The term
cognitive
architecture
refers to computational models of not only resulting behavior but also
structural properties of intelligent systems. These structural
properties can be physical properties as well as more abstract
properties implemented in physical systems such as computers and
brains. There is no consensus about what these structural properties
should be, and indeed, many different cognitive architectures
have been proposed. These models differ, for instance, in
whether
they involve fixed or flexible architectures, in what forms of
processing they allow, and in the extent to which they are based on a
set of symbolic information-processing rules applied by one central
processor or rely on emergent properties of many interacting processing
units. Most models agree, however, that a cognitive architecture is a
parameter-free blueprint for a system that acts like the human
cognitive system as a whole.
Cognitive architectures differ from cognitive models and expert systems
which usually (a) focus on
particular competences such as language, concept learning, or problem
solving, and (b) are
judged solely by their resulting behavior. As indicated above,
cognitive architectures are judged by their structural properties as
well.
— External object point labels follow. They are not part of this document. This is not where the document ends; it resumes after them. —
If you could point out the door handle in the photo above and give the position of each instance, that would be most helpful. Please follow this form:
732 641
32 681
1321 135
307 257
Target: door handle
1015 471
Below, to address the question of what the structural properties
of the human cognitive architecture in the brain might be, the focus is
first on the
visual
hierarchy in the brain, and then on the intriguing
phenomenon of
neuronal
synchronization which, in the visual hierarchy, seems to
underlie perceptual organization.
The visual hierarchy
The top end of the visual hierarchy seems to involve a smooth
transition into higher cognitive structures, while the bottom end can
be said to be in the primary visual area V1 in the occipital lobe,
which receives its main input from the lateral geniculate nucleus (LGN)
(see next left-hand figure). In the LGN, a distinction can be made
between retinal input entering the parvocellular pathway and retinal
input entering the magnocellular pathway. Via V1 and higher visual
areas, these pathways bifurcate into a ventral and a dorsal stream
which seem to be dedicated to object perception and spatial perception,
respectively (see next right-hand figure).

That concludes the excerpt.